Jeune professeure d’EPS, Cécile Rossard a débuté en région parisienne et a tenu son carnet de bord durant les cinq années passées dans un collège Zep. Elle nous livre un témoignage précieux sur son quotidien et celui de ses élèves. Notre revue avait eu la primeur de plusieurs de ces textes, que son auteure avait confiés à la rubrique « Et chez toi, ça va ? » durant l’année 2005. On retrouve avec plaisir, au fil de cette centaine de pages, le ton chaleureux, le regard positif mais sans complaisance, l’analyse lucide mais non désabusée qui caractérisaient ces récits de moments difficiles et ces portraits d’élèves.
Rassemblés ici dans un ouvrage qui donne à lire un itinéraire cohérent, une tranche de vie d’enseignant, ils gagnent encore en profondeur.
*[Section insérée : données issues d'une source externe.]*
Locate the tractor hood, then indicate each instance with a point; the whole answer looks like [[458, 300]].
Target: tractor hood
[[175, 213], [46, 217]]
Cécile Rossard retrace ce parcours en nommant les échecs comme les réussites – les siens et ceux de ses élèves – et en proposant par petites touches sa réflexion personnelle généreuse assortie de l’analyse de certains dysfonctionnements du système scolaire.
L’ensemble construit une posture d’enseignant qui prend son métier à bras-le-corps (et on n’en attend pas moins d’un professeur d’EPS !) mais sans se plaindre des difficultés qui, au contraire, semblent la stimuler et développer sa créativité.
Pas question pour autant de devenir une sorte de missionnaire de l’éducation prioritaire : la jeune femme vit dans le même quartier que ses élèves et les rencontre parfois au centre culturel local mais elle sait aussi se protéger et mettre des limites à son engagement.
Voilà un bel exemple d’entrée dans le métier – qui ne se pose pas en modèle – mais qui pourrait donner à tout jeune professeur débutant (et surtout à ceux qui font leurs premiers pas dans un établissement difficile ou ressenti comme tel) quelques appuis pour construire une relation saine avec les élèves, quelques idées pour lâcher prise quand on se sent assailli par les problèmes et quelques pistes pour réinventer son enseignement au jour le jour pour faire réussir les élèves.
Un petit livre agréable à lire – même si la réalité qu’il évoque n’est pas toujours rose – tonique et stimulant, à mettre entre toutes les mains car il peut aussi redonner de l’énergie à des enseignants expérimentés ou fatigués.
Une lecture complémentaire du livre de François Bégaudeau, Entre les murs, donnant une vision plus optimiste, sans doute : le titre lui-même suggère la confiance et l’espoir de voir s’épanouir ces « p’tits bouts » qui ont tant de mal à grandir.